11:57 am - Mon 12/08/03
I think the thing I need to re-learn is how to struggle.
I'm thinking specifically about writing–Writing in here, or writing in general (If I do, in fact, ever manage to sit down again and write outside of Diaryland). I'm starting to be upset, almost to the point of alarm, over how I'll wait until a strong feeling goes away, before I'll set down to write in here. Then I'm disappointed and depressed over hearing myself go round and round saying the same old shit.
And why do I do this?
I'm sure part of it is the resistance I have to really revealing myself. I'm afraid if you ever got to know the real "me"–whoever "you" are–you would reject me.
After all, you have before.
But today, I'm thinking that's not really the main reason. After all, whenver I set down to think about the handful of people's opinion that really matters to me, it's a very small list.
I think the bigger issue for me is that I really have a hard time handling the frustration that comes from not being able to say what I want to say, to have all these thoughts and feelings and at least semi-interesting observations that I can't get to come from my head to the page.
But that, I imagine, is what "writing" is. That struggle. To get what's in your head, what's in your heart, to come out on the page and still be somewhere in the neighborhood of what you wanted to communicate.
I really have been feeling very anxious and upset lately. And I'm kind of annoyed about that, because I know it's, at least in part, a response to disappointment over not much coming from the last round of auditions, and from not having any auditions last week (Yesterday I told myself to plan on having that last round of auditions be essentially it for the year. Better that than make myself crazy waiting for something to happen).
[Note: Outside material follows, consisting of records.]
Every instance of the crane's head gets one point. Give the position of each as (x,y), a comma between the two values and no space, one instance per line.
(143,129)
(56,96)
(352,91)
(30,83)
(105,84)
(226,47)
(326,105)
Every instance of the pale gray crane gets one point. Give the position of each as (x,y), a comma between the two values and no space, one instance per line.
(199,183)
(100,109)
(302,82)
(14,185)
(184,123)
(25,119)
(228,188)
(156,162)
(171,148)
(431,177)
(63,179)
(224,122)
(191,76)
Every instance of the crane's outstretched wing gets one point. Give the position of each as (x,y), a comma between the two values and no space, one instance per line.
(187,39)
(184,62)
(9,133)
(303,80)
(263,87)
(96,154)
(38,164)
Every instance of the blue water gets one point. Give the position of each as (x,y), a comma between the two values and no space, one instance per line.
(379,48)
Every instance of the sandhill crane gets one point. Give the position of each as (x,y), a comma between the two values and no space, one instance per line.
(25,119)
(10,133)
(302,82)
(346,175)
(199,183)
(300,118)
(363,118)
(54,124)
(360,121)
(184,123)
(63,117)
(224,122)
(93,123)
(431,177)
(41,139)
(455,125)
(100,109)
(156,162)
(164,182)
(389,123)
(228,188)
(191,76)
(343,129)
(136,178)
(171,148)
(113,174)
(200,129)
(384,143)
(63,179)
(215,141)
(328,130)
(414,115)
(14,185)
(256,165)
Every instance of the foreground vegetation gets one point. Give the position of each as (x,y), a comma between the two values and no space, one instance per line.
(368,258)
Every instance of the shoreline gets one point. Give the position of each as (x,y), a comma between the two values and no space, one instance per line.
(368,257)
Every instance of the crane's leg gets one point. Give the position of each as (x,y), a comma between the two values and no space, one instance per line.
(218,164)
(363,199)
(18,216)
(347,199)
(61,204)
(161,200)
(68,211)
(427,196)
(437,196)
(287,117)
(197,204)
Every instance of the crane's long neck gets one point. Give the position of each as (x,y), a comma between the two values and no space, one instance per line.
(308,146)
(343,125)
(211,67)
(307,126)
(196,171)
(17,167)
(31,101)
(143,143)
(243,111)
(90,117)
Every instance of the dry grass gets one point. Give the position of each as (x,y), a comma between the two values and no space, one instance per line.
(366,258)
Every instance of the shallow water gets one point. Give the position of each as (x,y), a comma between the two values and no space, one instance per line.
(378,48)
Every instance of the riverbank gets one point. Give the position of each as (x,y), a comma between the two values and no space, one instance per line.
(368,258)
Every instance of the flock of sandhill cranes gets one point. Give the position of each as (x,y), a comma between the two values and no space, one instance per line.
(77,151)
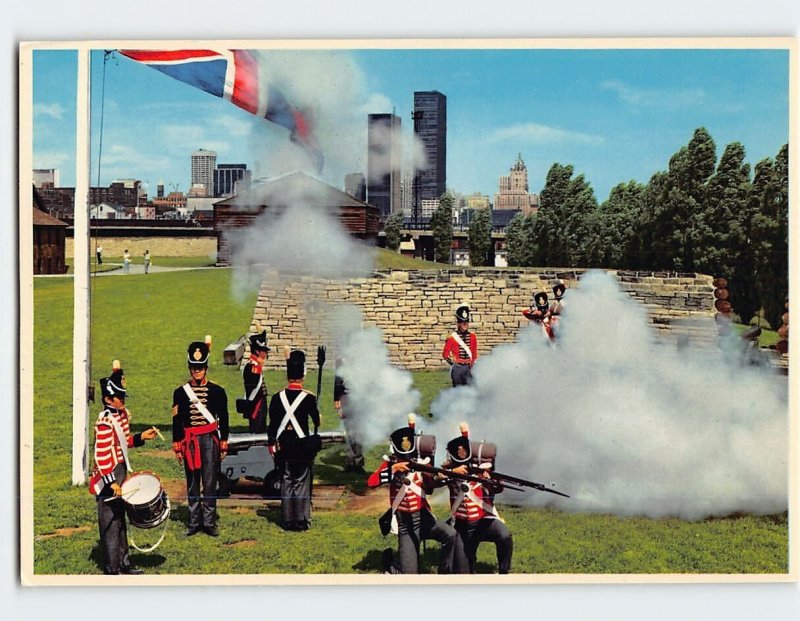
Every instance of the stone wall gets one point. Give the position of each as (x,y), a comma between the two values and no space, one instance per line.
(414,309)
(158,246)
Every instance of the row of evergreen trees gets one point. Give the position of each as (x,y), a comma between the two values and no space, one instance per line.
(697,216)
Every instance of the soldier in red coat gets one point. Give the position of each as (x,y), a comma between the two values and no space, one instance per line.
(410,515)
(113,438)
(539,313)
(255,389)
(461,349)
(472,507)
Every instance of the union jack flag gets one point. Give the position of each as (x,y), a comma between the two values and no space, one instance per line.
(233,76)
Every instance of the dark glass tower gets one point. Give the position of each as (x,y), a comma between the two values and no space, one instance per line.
(431,127)
(383,163)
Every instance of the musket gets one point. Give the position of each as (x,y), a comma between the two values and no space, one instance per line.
(510,479)
(454,475)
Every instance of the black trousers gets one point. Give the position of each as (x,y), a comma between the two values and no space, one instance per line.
(412,529)
(203,504)
(471,534)
(461,374)
(112,524)
(296,492)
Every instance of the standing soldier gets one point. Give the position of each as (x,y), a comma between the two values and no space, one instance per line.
(354,458)
(410,515)
(255,389)
(472,507)
(539,313)
(292,445)
(200,438)
(112,440)
(461,349)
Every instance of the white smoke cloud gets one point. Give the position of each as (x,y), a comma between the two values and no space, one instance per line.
(379,394)
(299,234)
(623,424)
(333,90)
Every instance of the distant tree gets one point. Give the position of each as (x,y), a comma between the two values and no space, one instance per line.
(677,223)
(771,234)
(442,229)
(515,241)
(394,224)
(727,216)
(548,232)
(579,217)
(480,237)
(618,229)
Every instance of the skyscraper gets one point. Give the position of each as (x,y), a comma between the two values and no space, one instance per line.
(203,164)
(430,124)
(513,192)
(383,163)
(356,186)
(226,177)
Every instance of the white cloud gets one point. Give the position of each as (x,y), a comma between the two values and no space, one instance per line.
(536,133)
(53,111)
(655,98)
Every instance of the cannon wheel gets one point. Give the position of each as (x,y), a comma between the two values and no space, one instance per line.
(225,485)
(272,484)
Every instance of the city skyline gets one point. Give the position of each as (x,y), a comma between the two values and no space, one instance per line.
(614,115)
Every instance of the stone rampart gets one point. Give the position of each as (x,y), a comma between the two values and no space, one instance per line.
(414,309)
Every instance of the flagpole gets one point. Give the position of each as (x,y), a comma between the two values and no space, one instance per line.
(81,312)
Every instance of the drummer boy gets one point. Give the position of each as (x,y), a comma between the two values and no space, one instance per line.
(113,438)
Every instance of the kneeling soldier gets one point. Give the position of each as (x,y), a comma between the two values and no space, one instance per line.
(410,515)
(472,507)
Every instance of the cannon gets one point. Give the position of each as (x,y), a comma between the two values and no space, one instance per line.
(249,457)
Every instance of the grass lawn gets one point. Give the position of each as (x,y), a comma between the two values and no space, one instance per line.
(387,259)
(111,263)
(148,322)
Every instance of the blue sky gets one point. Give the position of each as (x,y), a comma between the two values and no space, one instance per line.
(615,115)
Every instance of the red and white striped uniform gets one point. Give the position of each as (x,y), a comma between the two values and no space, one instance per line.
(107,449)
(414,499)
(468,509)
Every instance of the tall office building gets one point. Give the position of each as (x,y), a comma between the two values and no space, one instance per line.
(226,177)
(430,124)
(356,186)
(42,176)
(203,164)
(514,193)
(383,163)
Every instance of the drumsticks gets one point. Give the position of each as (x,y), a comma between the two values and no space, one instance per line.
(133,491)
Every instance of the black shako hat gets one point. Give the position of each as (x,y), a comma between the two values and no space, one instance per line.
(462,314)
(296,365)
(459,449)
(403,442)
(113,385)
(540,300)
(197,354)
(258,342)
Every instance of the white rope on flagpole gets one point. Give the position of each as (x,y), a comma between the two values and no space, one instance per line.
(80,335)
But another part of it is this writing thing. I'm frustrated. I'm frustrated that I can't seem to deal with my frustration any better, if that makes sense.
That's one of my very best traps; I get angry because of my anger, depressed because I seem to get depresssed so easily. Blah blah blah and I'm so tired of hearing myself go round like that.
I just want to be doing something that feels worth doing. I want to say something, even if I don't seem to know exactly what that something is.
I chatted with Kevin recently, after having read his play. I asked him how he did what he did–Did he have an idea, then set down at the word processor and put it into words, or did he set down at the word processor and just type till something interesting happened?
In Kevin's case, it's the former. He apparently has so many ideas in his head, they're squirting out his ears.
That's not the way it seems to be working with me. If I wait to have an idea worth anything, I'll never write a word. So in a way, that conversation with Kevin was a potentially deadly one for me, because it could feed my tendency to say "See? I'm not a writer, cause I don't have a million ideas for stories percolating in my brain".
Maybe I'm not a writer, but I have a feeling now that I'll never really know till I set down and actually try to write. For what it's worth, it's become another thing I have to try to do. I have to know.
As for Diaryland, I was thinking yesterday that I need to write as if other people are not reading along. Not worry what anyone thinks, not worry if people are entertained or not entertained, whether they think I'm a good guy or a jerk or smart or pathetic or whatever. Just say what it is I want to say.
I started a new journal at another site recently. It took me a couple days, but I recently wrote an entry in it, then was nonplussed, when I saw the completed entry, that my name was right there, plain as day. The point was to be anonymous, and to see if that anonymity helped me to express myself better.
But today, I'm thinking it really doesn't matter. Whether I'm writing a journal for public consumption, or whether I want to be the next Mark Twain (Or at least the first Jim Hoffmaster), the main thing I think I need to do is to own what I'm saying, own my own thoughts and feelings.
Now I'm thinking about this entry...this is the closest thing to "uncensored" I've managed in diaryland for quite some time, and I'm sure it's not the best writing I've ever done, but I'm going to hurry up and post it, because I'm actually interested in seeing how it reads (I usually read and re-read what I write as I'm writing it).